Há anos, quando se falava em regionalismo no Brasil, muito brasileiro sincero e bom sentia arrepiar-lhe um medo: o do separatismo. O medo da descentralização que significasse desintegração. O medo de que o baiano, o gaúcho, o pernambucano, o paulista que insistisse na sua condição ou tradição regional não fosse ortodoxamente brasileiro. Vamos hoje vencendo esse pavor, justo diante daquele estadualismo ou seccionalismo que á primeira Republica deixou desenvolver-se entre nós e contra o qual soube colocar-se a sagacidade política do Sr. Getulio Vargas, mas não diante do regionalismo ou provincianismo independente de pruridos prussianos de dominação ou catalães, de separação. É que não há motivo nenhum para temer-se o provincianismo, muito menos o regionalismo, autêntico. Este é, por natureza orgânico: um regionalismo inseparável do inter-regionalismo. Um regionalismo que tem na interdependência das regiões sua principal ou essencial condição de vida. Um regionalismo em que a espontaneidade de vida e de cultura que se deseje para a gente de uma região, em vez de um ideal de suficiência, importa no máximo de interdependência entre as regiões que formam uma nação; e no caso das nações da América, que constituem a base ou o nervo de um sistema continental caracterizado pela constância de aspiração democrática.

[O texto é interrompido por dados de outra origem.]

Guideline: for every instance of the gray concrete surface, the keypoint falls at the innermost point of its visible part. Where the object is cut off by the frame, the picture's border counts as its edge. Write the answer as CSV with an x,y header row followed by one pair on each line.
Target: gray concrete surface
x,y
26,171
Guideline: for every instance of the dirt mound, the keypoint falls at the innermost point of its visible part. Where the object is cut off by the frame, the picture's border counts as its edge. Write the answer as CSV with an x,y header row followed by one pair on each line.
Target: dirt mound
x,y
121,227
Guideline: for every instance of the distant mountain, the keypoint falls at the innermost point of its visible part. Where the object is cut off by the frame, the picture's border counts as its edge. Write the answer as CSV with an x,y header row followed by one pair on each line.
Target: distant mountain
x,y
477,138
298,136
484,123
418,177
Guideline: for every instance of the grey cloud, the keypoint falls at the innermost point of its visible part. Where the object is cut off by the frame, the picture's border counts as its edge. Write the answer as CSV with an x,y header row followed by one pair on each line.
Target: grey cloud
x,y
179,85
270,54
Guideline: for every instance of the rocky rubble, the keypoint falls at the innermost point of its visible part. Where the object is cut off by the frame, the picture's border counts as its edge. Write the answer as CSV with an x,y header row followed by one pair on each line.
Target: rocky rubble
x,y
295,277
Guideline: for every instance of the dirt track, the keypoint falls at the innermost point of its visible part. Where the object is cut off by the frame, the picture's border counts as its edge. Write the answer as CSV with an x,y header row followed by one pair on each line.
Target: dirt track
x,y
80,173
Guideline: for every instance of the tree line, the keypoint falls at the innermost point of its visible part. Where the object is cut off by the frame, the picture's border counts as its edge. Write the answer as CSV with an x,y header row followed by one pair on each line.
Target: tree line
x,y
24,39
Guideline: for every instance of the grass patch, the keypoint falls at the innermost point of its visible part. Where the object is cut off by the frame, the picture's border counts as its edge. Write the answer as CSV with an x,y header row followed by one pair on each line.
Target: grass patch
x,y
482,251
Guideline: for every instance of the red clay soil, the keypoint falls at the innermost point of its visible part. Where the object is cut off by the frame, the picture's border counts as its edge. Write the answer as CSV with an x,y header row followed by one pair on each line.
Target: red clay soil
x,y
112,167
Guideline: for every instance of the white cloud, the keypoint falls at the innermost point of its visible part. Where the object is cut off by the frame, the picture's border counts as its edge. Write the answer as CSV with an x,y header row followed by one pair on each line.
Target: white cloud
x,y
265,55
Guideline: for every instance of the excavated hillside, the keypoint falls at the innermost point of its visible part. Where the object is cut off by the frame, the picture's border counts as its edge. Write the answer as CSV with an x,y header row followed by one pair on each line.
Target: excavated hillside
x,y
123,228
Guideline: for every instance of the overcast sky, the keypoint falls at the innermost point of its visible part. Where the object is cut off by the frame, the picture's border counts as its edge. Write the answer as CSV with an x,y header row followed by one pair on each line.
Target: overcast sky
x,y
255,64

É dentro desse critério de regionalismo que o que há de caracteristicamente cearense no Ceará me parece interessar de modo profundo ao desenvolvimento da cultura brasileira, da cultura americana, da nova cultura democrática para que caminhamos e em que o mundo inteiro se integrará ao, ganha a guerra atual, ao que parece, já no fim, não se perder a paz. Pois toda vivacidade do espírito local, da energia regional, de tradição provinciana corresponde a reservas de valores humanos de que o mundo inteiro vai necessitar em sua provável fase nova de maior interdependência e de maior cooperação não só econômica, em particular, como cultural, em geral. O mundo a reorganizar-se, dentro de condições de maior interdependência e de mais inteligente aproveitamento de recursos da natureza e de valores de culturas, creio que não vai só interessar-se no que o Brasil tem de materialmente mais valioso em suas várias regiões, mas também em sua variedade de energia, de talento e de aptidão humana em seus cearenses do saber largamente jurídico de Clovis Beviláqua, do espírito de luta e da capacidade de organização de Juraci Magalhães e de Juarez Távora, do desassombro de Jeová Mota e de Austragésilo de Athayde e não apenas nas redes, nas rendas e nas peles do Ceará; em seus baianos do talento médico de Juliano Moreira, do poder poético de Jorge Amado e da visão artística de Prescilliano e não apenas nos charutos, nos quitutes e no cacau da Bahia em seus paraenses da capacidade científica de Afrânio do Amaral e não apenas nas madeiras e nas tartarugas do Pará; em seus paulistas do espírito de iniciativa dos Bandeirantes e do gênio de organização social de José Bonifácio e não apenas no café de São Paulo; em seus mineiros da força e do arrojo de escultor chamado “Aleijadinho”, do poder inventivo de Santos Dumont e da profundidade lírica de Carlos Drummond de Andrade e não apenas na manteiga e nos queijos de Minas; em seus pernambucanos da energia de Dom Vital, de Joaquim Nabuco, de Oliveira Lima e da compreensão poética do mundo que distingue o grande poeta que é Manuel Bandeira e não apenas nos doces de goiaba e nas fibras de Pernambuco; em seus gaúchos da intrepidez de Osório e de Anita Garibaldi e não apenas nas casas do Rio Grande”.